By Staff | Jul 16, 2010

Stop and think for a minute: what was the first primer you used for learning to read.

Mine was Dick and Jane. I so enjoyed those books-especially the illustrations. Recently at a garage sale, I came across a copy of “The Sunbonnet Babies Primer” by Eulalie Osgood Grover. Instantly, I was reminded of the stories my mother had shared with me about this primer because this was her first reading book. She searched high and low in McLean County for a copy of this primer when I was learning to read, but to no avail.

As an adult, she was still inspired by the vignettes of Molly and May, the sunbonnet girls. With no book in sight, she retold their stories to me with great detail. Before long, visions of them stretched into my imagination. As I carefully paged through this 1902 first edition and took notice of the charming sunbonnet girls of yesteryear, a powerful wave of emotions began to stir my tranquil body about this primer. All the elements of my Mother’s soft reminiscences for her favorite childhood pals began to float forward.

In her sunbonnet of blue and her dress of yellow was May. With her head tilted down and a bonnet of pink comes Molly, and her dress is blue. The contents revealed that at last I would get to see firsthand all the chapters. I took special note of “The Picnic” and “The Circus” since these were two that Mom had shared the most often with me. Is it not true that as children our brains are certainly like sponges? Willing to soak up information at all times-thank goodness for guiding parents who pour into that sponge streams of worthwhile knowledge. Upon purchasing the book, I headed for home and docked myself on the comfortable wicker of our front porch. As I read each story, I could clearly see my mother’s foundation in reading was well anchored in this quaint primer.

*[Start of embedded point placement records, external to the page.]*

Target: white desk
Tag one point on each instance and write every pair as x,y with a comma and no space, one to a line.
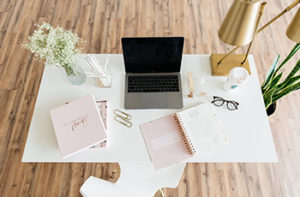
250,137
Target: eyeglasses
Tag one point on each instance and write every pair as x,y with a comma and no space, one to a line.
219,101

Sunbonnet Babies Primer was written by Eulalie Osgood Grover and illustrated by Bertha L. Corbett. The adventures of Molly and May are brought to life on the pages of The Sunbonnet Babies Primer. It is easy for the reader to become engaged as the stories are not told for them but by the adorable Molly and May. Miss Grover certainly did not skip on the technical side of this primer. The vocabulary is the natural vocabulary of children and contains 329 words. This winning combination of charming simple art work, great adventures, and a rock solid technical foundation made The Sunbonnet Babies Primer a gigantic success. Within a very short time it was extensively used throughout the United States. A second series entitled The Overall Boys was released in 1905 by Miss Grover, and it introduced two equally charming boy characters. Miss Grover skills and smart perception allowed her to write 27 books that sold over four millions copies. Miss Grover was born June 22, 1873 in Mantorville, Minnesota. In later years, she moved to Winter Park, Florida where she passed in 1958. A great collection of her books is on display at the Winter Park Library.

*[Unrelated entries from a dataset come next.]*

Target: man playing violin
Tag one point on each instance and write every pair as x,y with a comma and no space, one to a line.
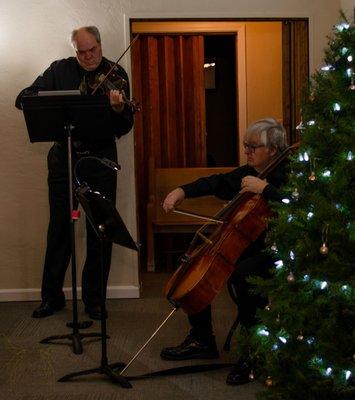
264,140
78,72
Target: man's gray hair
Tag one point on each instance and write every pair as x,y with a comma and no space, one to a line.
271,133
90,29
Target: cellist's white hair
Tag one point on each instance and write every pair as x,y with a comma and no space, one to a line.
271,133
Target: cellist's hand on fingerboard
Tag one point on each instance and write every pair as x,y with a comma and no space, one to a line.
173,199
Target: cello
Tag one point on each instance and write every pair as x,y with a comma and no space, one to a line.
213,253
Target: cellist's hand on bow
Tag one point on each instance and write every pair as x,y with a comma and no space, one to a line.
253,184
173,199
117,100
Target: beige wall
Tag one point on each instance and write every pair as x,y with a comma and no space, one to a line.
35,32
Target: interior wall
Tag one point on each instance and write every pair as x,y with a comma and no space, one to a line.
34,33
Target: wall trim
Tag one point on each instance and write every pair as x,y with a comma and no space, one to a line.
34,294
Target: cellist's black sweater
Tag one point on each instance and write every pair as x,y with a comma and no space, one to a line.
226,186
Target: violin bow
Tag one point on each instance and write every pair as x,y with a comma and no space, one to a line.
115,64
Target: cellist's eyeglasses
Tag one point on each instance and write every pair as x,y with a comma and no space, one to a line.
251,147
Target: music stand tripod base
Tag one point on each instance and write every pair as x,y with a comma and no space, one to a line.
108,370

It is interesting to note that the two little girls’ faces are completely covered by large sunbonnets-no one ever gets to see their faces. This was certainly a new take on illustration.

Bertha L Corbett was the gifted illustrator who came up with this creative idea. Did it allow readers to imagine themselves under the bonnet? Today we still see sunbonnet girls on cards, kitchen towels and quilts. It certainly proved that we do not need to see a face to make a figure expressive and very memorable.

This is a primer worth searching after, and I feel blessed to have found this copy. One glance at this book and you realize it embodies the simple riches of childhood. Soon I shall reread this book to my mother at the nursing home. Since it will be a bit of celebration, I feel a worthy meal must come before our reading at the nursing home. Joining in the celebration will also be a fresh garden salad and for dessert, orange pie! A delicious meal and an afternoon of reading-what could be better than that?